O pedido de empréstimo foi aprovado pela Assembléia Legislativa. O pedido, feito em conjunto por outras quatro universidades estaduais e quatro faculdades isoladas, engloba um total de R$ 70 milhões. A Assembléia aprovou todos os pedidos, que agora serão encaminhados para avaliação do Ministério da Educação e Cultura (MEC), em Brasília.
O MEC já deu sinal verde para o pedido da UEM e agora deverá encaminhá-lo ao BNDES. Segundo o reitor Luiz Antonio de Souza, a instituição já concluiu o estudo financeiro. A gestão do reitor Souza termina em outubro de 98: ‘‘Meu sucessor é que irá fazer as reformas na UEM’’.
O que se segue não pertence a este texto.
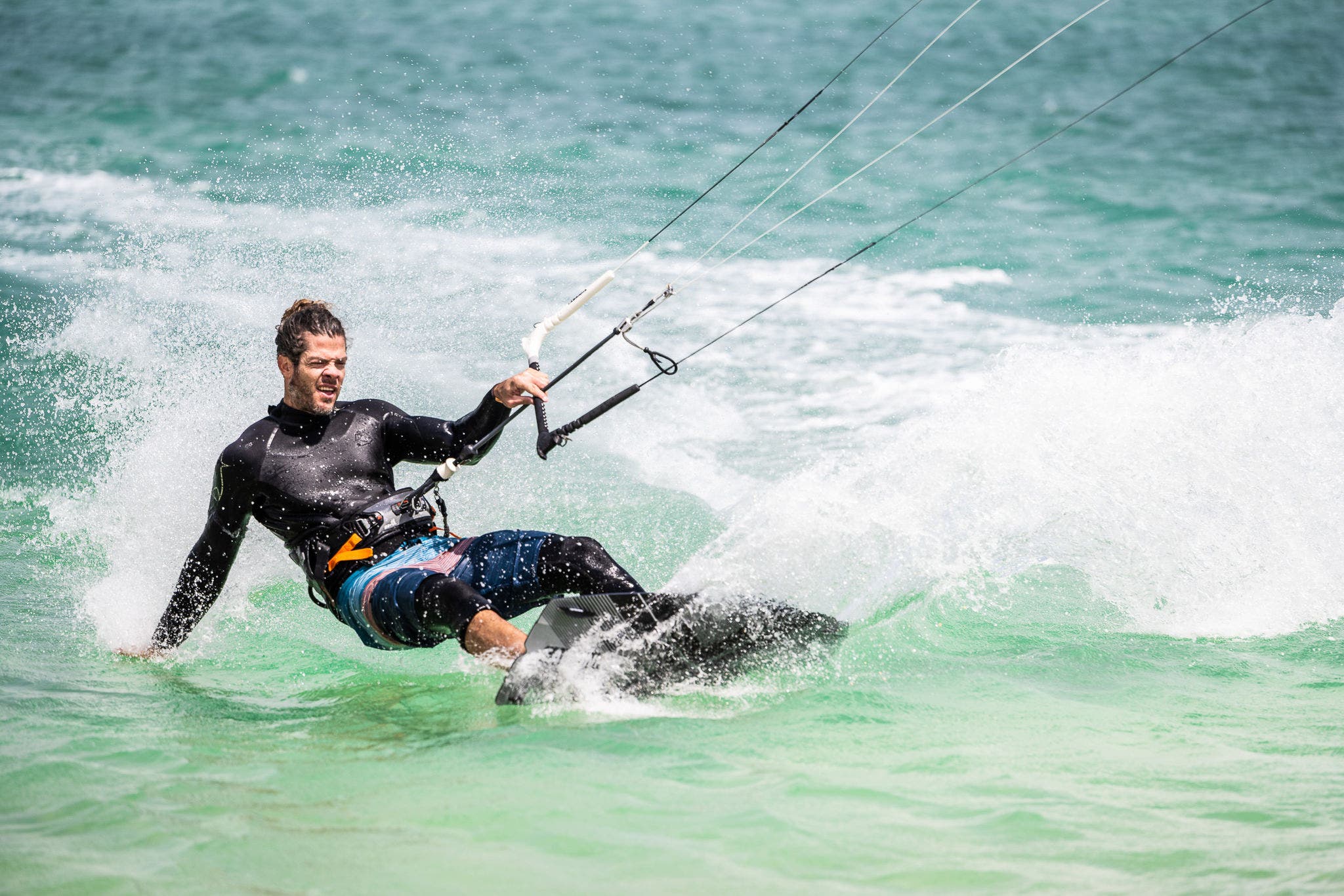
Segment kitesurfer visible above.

Com o dinheiro, a instituição vai construir mais 17 blocos - serão mais 36 mil metros quadrados de área construída. Atualmente, a universidade fundada há 25 anos tem 95 mil metros quadrados de área construída - 26 mil são de blocos pré-fabricados levatandos há mais de 10 anos e que estão ‘‘caindo aos pedaços’’, como diz o reitor Souza. Também serão adquiridos construídos novos laboratórios e adquiridos equipamentos de alta precisão.
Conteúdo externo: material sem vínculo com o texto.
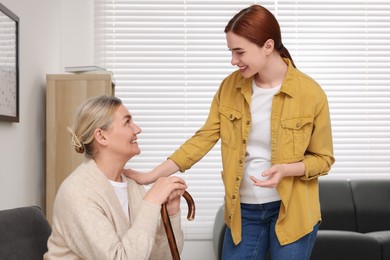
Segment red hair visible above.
[225,5,295,67]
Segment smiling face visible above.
[102,105,141,160]
[226,32,268,78]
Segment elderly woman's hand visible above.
[144,176,187,215]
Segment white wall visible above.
[0,0,59,209]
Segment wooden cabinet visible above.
[46,73,115,223]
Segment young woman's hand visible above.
[123,159,179,185]
[144,176,187,209]
[250,162,305,188]
[166,189,185,216]
[250,164,283,188]
[122,169,156,185]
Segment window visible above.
[94,0,390,239]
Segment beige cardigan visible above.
[44,160,183,260]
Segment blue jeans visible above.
[222,201,318,260]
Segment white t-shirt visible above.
[240,81,280,204]
[109,176,130,221]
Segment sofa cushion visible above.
[0,206,51,260]
[366,230,390,259]
[319,179,357,231]
[350,179,390,233]
[310,230,380,260]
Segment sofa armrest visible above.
[0,206,51,259]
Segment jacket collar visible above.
[236,58,299,97]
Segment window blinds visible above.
[94,0,390,239]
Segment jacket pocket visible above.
[281,117,313,159]
[219,106,242,149]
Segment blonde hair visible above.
[68,96,122,158]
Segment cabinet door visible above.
[46,74,114,223]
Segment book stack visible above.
[65,65,108,74]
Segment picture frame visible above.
[0,3,19,122]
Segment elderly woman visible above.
[44,96,187,259]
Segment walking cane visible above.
[161,191,195,260]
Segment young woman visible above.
[44,96,187,259]
[127,5,334,260]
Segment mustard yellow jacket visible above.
[169,59,334,245]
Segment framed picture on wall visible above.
[0,3,19,122]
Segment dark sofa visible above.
[0,206,51,260]
[213,178,390,260]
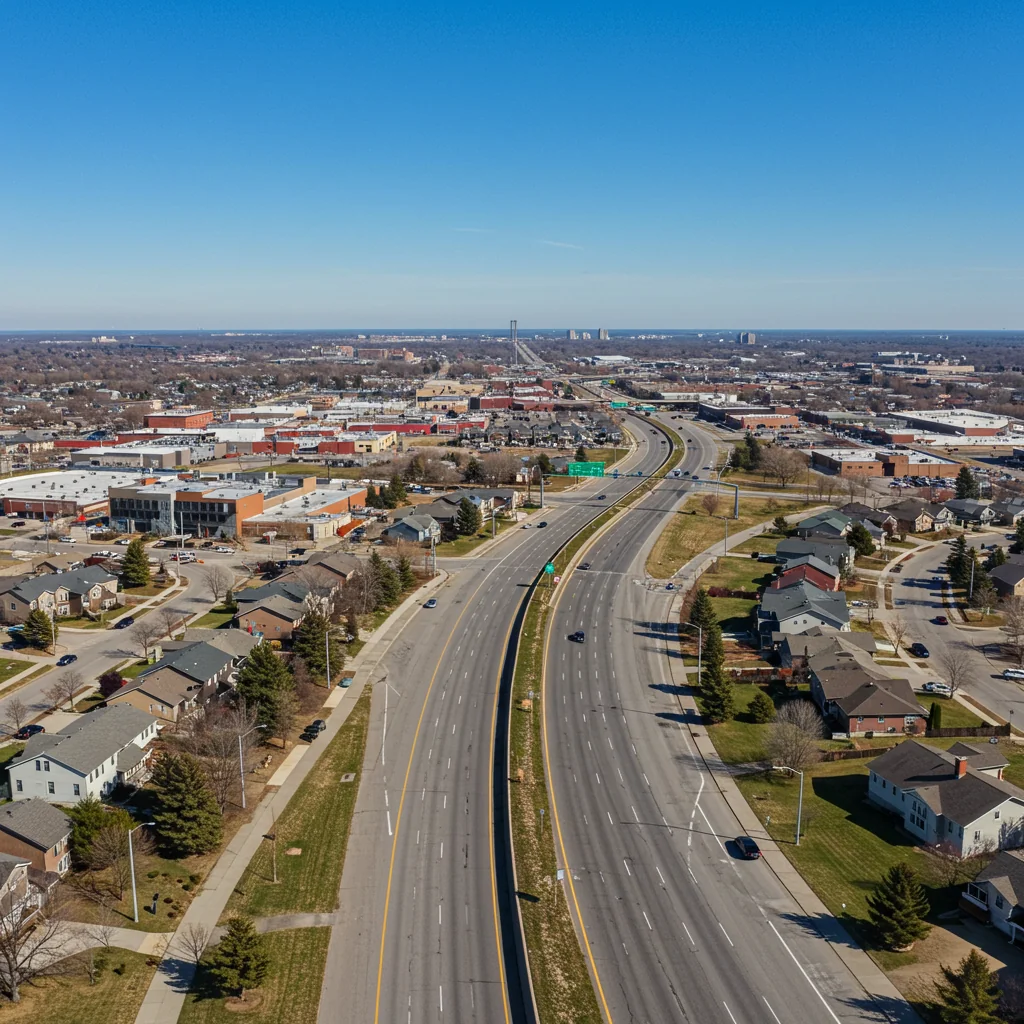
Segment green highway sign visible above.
[565,462,604,476]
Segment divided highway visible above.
[544,413,883,1024]
[319,421,667,1024]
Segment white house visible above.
[867,739,1024,857]
[7,705,157,804]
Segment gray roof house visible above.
[867,739,1024,857]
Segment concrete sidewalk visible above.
[135,574,446,1024]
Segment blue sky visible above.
[0,0,1024,330]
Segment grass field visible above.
[223,687,371,920]
[0,948,157,1024]
[180,928,327,1024]
[646,498,806,580]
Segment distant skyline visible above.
[0,0,1024,332]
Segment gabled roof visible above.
[0,798,72,850]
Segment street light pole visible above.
[128,821,157,925]
[239,725,266,810]
[772,765,804,846]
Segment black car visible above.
[736,836,761,860]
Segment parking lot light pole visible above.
[772,765,804,846]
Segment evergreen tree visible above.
[935,949,1002,1024]
[748,689,775,725]
[234,640,295,726]
[153,754,223,857]
[455,498,482,537]
[395,555,416,591]
[846,522,874,557]
[956,466,981,501]
[22,608,60,650]
[121,537,150,587]
[867,861,931,949]
[207,918,270,998]
[700,624,735,722]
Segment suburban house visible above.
[768,555,841,591]
[867,739,1024,857]
[775,537,856,569]
[0,798,71,874]
[7,705,157,804]
[807,649,928,736]
[959,850,1024,942]
[106,631,244,724]
[381,515,441,543]
[0,565,118,623]
[942,498,997,526]
[757,580,850,646]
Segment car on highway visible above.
[736,836,761,860]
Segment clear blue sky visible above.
[0,0,1024,330]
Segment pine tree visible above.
[22,608,60,650]
[153,754,223,857]
[234,640,295,726]
[207,918,270,998]
[867,861,931,949]
[700,624,736,722]
[456,498,482,537]
[121,537,150,587]
[956,466,981,501]
[746,689,775,725]
[935,949,1002,1024]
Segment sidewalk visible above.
[135,573,447,1024]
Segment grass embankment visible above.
[0,948,157,1024]
[223,687,371,920]
[646,494,807,580]
[178,928,329,1024]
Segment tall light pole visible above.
[128,821,157,925]
[239,725,266,810]
[772,765,804,846]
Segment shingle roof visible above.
[0,798,71,850]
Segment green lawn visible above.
[180,928,327,1024]
[0,947,157,1024]
[224,687,370,920]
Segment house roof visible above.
[11,703,157,775]
[0,794,71,850]
[871,739,1024,826]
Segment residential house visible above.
[775,537,856,569]
[807,648,928,736]
[0,797,71,874]
[959,850,1024,942]
[7,705,157,804]
[381,515,441,544]
[867,739,1024,857]
[757,580,850,646]
[942,498,997,526]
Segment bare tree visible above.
[939,647,971,696]
[885,613,909,655]
[3,694,32,733]
[202,565,234,603]
[765,699,824,771]
[700,490,721,515]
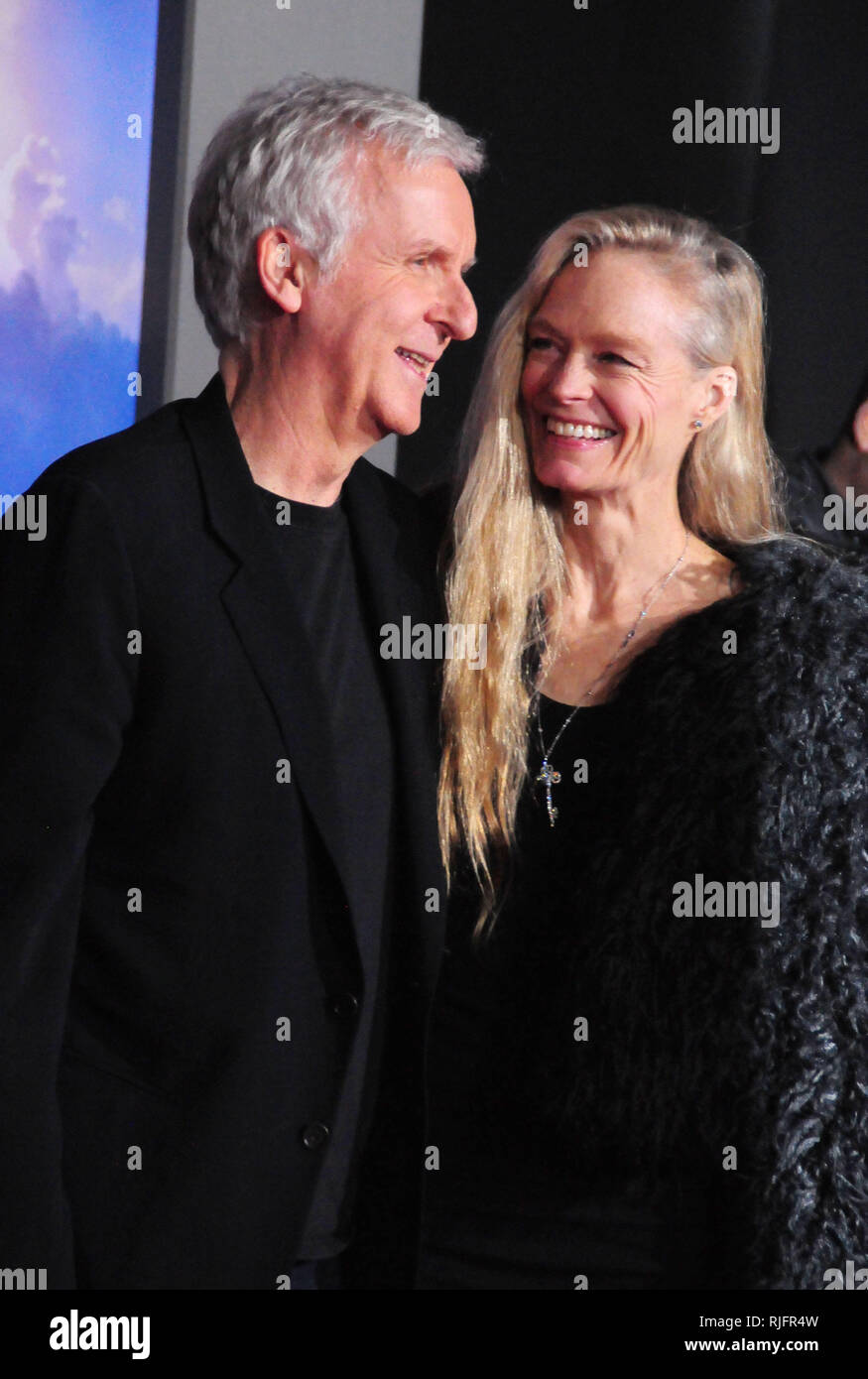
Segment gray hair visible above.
[187,73,484,347]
Como resultado, a UEM poderá criar mais 33 cursos de graduação (tem 26 hoje), 50 de especialização (tem 36), 18 de mestrado (tem 11) e 5 de doutorado (tem apenas 1). Também está incluída a elaboração de projetos especiais para o programa de educação a distância dirigido a professores das redes municipais, estadual e privada do Estado, além de cursos de educação a distância para capacitar profissionais da agroindústria. (M.V.)